A sizeable reason for the disparity is gender inequality overall. According to the ILO, the value of women’s unpaid care work accounts for 6.6 per cent of global GDP, or $8 trillion; that number for men represents 2.4 per cent of global GDP, or $3 trillion.
Under Sustainable Development Goal 5 of Gender Equality is Target 5.4 – the recognition and valuing of unpaid care and domestic work – to be achieved by 2030.

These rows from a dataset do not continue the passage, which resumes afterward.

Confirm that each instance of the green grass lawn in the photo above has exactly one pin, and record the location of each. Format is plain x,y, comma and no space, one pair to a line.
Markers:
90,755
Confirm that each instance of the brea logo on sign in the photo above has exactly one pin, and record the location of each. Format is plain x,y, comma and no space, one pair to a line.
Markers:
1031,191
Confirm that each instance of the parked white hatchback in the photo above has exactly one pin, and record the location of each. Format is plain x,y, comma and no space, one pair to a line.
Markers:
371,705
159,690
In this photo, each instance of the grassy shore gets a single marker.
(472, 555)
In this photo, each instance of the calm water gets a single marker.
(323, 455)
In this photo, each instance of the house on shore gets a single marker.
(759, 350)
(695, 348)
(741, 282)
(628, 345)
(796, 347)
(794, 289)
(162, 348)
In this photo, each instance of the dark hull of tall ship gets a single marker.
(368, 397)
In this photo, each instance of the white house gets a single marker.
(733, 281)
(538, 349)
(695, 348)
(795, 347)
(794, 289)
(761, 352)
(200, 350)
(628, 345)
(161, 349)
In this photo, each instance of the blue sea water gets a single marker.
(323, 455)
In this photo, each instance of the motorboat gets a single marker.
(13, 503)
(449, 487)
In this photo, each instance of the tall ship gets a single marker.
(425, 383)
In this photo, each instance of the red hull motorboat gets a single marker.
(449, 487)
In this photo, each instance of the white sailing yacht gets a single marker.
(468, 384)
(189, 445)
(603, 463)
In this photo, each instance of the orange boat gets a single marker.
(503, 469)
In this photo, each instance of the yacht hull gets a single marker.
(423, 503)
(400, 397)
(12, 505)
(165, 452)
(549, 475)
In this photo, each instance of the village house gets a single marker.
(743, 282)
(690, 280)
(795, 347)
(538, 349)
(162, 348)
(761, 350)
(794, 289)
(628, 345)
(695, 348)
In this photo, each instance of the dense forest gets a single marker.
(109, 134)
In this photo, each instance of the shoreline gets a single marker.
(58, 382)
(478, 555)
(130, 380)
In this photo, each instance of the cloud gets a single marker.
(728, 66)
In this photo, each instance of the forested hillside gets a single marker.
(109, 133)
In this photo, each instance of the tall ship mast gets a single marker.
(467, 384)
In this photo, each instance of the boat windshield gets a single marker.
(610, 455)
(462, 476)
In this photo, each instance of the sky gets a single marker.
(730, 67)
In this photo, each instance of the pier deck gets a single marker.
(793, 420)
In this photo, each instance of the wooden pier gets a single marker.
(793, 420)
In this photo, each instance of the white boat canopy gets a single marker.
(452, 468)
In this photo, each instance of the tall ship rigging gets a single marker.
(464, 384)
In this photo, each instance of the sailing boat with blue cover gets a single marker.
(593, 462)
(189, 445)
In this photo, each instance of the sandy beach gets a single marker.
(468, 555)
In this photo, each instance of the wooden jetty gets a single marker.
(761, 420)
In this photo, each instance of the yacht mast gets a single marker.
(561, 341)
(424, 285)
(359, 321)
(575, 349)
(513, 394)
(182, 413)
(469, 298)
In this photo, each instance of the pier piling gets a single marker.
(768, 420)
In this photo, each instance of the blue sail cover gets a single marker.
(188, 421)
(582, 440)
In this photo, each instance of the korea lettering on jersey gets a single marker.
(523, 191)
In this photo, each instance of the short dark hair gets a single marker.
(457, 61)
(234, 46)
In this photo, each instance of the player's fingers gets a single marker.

According to the World Health Organization, five major complications – many preventable or treatable – account for three quarters of maternal deaths: severe bleeding, infections, high blood pressure during pregnancy, complications from delivery and unsafe abortion.
Other causes merit more examination, namely maternal deaths as a result of homicide, suicide and drug overdose. In the United States, one study reported all three as leading causes of pregnancy-associated* deaths, with homicide rates higher than in other countries. In the UK and Ireland, one report concluded that improvements in care might have led to different outcomes in pregnancy-associated deaths by suicide, substance misuse and homicide. And studies in Ethiopia and Egypt found higher prevalence of suicidal behaviour among pregnant women compared to the general population.
*A pregnancy-related death is “‘the death of a woman while pregnant or within one year of the end of a pregnancy… from any cause related to or aggravated by the pregnancy or its management, but not from accidental or incidental causes.’... A pregnancy-associated death is a maternal death attributable to a condition unaffected by the pregnancy and occurs within one year of the pregnancy.”
According to the 2022 State of World Population report, rape-related pregnancies are equally or more likely to occur than pregnancies from consensual sex. In addition, intimate partner violence (IPV) is linked to higher rates of pregnancy. Those experiencing IPV are roughly twice as likely to have their partner refuse to use contraception and twice as likely to report an unintended pregnancy.
If we did, wouldn’t we eradicate childbirth injuries like obstetric fistula?
Wouldn’t we support mothers suffering from postpartum mental health issues?
Wouldn’t every new mother be given proper time to bond with her child and recover her health without risk of losing her job?
Wouldn’t we not assume that all women everywhere are destined to become mothers, thereby devaluing motherhood as an inevitability rather than an aspiration?
Wouldn’t child care and domestic responsibilities be evenly divided?
And wouldn’t we truly make motherhood a choice by giving women and girls the information, resources and support they need: Access to sexual and reproductive health services, comprehensive sexuality education, family planning services and contraception, access to higher education and economic opportunities, protection from violence and above all, gender equality that would render the world safer, healthier and more prosperous not only for them but for everyone.